Employing this view of disability, Namoluk aligns rather nicely with two other Carolinian atoll communities for which we have information on the number of disabled. Of the ten "disabled" persons on Ifaluk reported by an anthropologist in 1948, probably only four were truly disabled by the standard adopted here "incompetent/crazy." Three of these four were men. The data we have for Ulithi are not as detailed as those for Ifaluk and Namoluk, but Lessa and Spiegelman mention that there were only three psychotics out of the total population of about 400 in 1949. As with Ifaluk and Namoluk these mentally ill persons were all men. The "truly disabled" in Carolinian atoll communities generally appear to be few in number.

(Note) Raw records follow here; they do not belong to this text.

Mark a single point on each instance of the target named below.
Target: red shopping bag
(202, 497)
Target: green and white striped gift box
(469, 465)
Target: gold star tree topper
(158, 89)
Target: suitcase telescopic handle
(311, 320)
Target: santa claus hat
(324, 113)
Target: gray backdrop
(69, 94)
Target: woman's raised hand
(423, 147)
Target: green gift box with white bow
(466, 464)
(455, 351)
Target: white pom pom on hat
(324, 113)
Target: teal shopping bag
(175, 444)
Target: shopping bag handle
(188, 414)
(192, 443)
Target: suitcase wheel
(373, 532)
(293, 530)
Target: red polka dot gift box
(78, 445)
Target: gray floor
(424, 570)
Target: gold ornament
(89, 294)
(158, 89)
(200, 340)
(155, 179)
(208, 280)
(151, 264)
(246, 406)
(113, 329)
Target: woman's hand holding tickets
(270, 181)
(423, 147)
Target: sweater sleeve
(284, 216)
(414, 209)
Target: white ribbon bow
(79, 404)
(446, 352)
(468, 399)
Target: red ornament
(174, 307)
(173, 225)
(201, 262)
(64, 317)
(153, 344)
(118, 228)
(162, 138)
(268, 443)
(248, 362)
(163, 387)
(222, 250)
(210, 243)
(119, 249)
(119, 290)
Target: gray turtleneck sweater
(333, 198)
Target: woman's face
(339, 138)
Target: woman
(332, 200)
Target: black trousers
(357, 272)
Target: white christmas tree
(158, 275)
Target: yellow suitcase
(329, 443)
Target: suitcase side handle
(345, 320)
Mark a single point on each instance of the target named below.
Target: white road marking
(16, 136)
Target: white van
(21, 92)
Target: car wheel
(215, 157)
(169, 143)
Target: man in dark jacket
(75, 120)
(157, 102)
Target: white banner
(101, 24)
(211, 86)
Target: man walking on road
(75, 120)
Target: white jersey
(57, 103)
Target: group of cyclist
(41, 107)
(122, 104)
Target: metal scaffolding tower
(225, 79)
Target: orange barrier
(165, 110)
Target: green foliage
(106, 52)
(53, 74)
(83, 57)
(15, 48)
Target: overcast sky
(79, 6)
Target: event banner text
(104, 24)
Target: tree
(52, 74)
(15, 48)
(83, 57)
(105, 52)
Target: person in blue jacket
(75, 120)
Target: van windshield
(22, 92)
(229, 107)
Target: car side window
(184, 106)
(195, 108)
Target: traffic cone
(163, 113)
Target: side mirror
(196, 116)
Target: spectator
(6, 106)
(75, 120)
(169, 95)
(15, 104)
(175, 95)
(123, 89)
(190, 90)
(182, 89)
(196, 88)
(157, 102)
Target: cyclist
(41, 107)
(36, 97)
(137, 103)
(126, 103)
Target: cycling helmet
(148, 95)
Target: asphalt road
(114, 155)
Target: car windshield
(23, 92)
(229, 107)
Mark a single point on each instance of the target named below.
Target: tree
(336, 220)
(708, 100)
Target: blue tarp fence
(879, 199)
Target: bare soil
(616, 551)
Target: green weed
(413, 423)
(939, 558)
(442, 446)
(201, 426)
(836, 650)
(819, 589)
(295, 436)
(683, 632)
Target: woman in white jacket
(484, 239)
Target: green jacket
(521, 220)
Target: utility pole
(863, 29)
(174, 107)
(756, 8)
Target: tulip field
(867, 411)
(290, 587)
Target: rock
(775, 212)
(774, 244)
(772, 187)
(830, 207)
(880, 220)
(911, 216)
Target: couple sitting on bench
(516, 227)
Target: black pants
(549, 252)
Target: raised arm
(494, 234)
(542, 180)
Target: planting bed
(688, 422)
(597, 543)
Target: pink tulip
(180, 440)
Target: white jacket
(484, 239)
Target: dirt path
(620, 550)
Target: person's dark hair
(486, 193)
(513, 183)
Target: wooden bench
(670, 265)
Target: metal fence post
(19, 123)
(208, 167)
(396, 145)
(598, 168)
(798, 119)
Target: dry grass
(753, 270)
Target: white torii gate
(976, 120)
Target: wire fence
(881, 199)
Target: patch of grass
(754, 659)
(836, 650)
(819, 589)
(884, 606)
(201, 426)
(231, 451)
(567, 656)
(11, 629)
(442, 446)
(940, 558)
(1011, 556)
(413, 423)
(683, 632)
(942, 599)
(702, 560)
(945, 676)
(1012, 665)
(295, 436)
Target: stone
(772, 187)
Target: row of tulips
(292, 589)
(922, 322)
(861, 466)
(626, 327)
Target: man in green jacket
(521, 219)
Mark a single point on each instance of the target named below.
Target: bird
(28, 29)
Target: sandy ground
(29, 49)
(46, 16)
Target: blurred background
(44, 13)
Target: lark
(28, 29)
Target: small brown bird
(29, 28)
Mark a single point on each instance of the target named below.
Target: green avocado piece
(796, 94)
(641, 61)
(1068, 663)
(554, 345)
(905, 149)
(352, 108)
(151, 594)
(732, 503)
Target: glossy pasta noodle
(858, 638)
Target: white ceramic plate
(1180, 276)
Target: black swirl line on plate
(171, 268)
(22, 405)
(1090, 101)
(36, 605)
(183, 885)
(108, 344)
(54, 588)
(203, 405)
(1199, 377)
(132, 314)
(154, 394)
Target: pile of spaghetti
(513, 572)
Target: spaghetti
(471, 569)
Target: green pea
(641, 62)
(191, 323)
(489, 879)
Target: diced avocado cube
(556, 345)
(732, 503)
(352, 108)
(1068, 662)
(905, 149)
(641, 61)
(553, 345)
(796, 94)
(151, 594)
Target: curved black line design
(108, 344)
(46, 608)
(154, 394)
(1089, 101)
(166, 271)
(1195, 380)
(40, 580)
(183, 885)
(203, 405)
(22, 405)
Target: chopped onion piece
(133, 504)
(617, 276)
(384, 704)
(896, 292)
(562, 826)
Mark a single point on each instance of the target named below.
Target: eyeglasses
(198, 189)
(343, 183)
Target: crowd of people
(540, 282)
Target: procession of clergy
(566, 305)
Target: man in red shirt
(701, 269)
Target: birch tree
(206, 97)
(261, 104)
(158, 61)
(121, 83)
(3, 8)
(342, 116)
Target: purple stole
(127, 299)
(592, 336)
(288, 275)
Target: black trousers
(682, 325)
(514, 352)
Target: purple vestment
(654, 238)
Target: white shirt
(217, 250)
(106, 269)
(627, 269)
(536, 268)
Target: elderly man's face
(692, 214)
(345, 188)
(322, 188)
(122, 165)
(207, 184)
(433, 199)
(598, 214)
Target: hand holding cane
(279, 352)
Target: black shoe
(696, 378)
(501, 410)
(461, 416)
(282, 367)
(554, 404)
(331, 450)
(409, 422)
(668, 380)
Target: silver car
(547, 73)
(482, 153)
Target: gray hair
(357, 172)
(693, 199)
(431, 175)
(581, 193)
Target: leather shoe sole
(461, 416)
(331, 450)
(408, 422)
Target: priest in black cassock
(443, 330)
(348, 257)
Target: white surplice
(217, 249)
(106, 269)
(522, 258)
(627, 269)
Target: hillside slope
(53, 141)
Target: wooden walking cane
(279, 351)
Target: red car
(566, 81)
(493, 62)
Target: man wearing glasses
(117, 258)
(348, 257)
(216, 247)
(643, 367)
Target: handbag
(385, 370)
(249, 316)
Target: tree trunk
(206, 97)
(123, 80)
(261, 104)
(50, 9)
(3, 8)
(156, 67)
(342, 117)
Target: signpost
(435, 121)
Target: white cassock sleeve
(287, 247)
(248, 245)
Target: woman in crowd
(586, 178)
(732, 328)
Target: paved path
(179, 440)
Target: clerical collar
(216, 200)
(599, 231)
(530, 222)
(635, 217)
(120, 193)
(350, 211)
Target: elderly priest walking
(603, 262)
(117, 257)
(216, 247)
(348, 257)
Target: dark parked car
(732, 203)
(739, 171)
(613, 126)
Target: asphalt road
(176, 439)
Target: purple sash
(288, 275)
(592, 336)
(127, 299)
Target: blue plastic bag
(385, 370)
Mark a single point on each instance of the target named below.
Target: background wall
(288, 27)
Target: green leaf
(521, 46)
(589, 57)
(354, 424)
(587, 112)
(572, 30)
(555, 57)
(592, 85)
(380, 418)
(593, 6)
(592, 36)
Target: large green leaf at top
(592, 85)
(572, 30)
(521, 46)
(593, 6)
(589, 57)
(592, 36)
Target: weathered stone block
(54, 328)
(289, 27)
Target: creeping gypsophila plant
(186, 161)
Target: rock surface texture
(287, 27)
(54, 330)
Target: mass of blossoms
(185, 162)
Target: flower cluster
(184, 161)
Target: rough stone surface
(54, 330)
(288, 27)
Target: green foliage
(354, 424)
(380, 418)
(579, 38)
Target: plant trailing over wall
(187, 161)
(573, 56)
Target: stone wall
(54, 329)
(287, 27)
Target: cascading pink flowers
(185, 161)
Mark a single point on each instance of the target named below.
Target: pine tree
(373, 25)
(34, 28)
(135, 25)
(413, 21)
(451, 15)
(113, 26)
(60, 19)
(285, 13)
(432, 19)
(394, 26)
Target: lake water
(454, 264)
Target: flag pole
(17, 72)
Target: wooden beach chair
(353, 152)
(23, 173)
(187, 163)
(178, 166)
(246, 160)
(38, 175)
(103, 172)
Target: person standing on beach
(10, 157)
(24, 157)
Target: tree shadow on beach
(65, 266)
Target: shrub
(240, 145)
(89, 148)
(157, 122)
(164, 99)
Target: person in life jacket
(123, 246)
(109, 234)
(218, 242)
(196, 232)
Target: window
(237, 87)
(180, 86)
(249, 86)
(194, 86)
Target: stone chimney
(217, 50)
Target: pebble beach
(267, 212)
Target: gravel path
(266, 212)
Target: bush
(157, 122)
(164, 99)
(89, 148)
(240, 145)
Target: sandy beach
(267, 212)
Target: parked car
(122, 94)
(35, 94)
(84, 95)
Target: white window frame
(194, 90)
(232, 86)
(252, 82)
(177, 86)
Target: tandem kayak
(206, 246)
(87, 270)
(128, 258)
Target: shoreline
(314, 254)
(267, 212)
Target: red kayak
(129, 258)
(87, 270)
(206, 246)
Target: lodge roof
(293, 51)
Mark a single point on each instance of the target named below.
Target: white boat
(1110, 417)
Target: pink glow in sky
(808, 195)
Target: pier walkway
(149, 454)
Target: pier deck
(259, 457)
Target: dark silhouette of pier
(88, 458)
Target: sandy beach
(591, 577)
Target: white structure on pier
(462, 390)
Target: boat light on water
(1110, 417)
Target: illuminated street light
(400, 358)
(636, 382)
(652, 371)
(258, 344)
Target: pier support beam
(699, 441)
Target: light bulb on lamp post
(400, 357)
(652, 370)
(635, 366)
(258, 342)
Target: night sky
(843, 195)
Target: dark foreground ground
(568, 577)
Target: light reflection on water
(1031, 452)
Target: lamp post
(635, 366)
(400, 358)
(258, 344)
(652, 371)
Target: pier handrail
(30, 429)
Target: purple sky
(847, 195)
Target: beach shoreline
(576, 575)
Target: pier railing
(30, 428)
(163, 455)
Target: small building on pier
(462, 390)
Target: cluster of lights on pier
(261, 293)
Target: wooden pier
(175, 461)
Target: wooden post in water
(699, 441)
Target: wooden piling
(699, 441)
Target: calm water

It also appears that these mentally disturbed individuals are much more likely to be male than female. This accords with my "gut feeling" about gender differences and relative vulnerability to stress in these island communities. It is overwhelmingly males rather than females who use alcohol and other psychoactive substances (eg, marijuana) in Chuuk and the rest of these related island communities. In his paper on spirit possession, Hezel reminds us that suicide is largely confined to young males and that in Micronesia more generally male psychotics outnumbered females by a ratio of three to one. Again, an overwhelming "maleness" is revealed.
All of these threads, which cannot be pursued further here, suggest that males in Chuuk and the related Carolinian atolls are at considerably higher risk for "true disability" than are their female counterparts. If this proves so, then it has important implications for the development of prevention and treatment programs for the disabled in these island societies.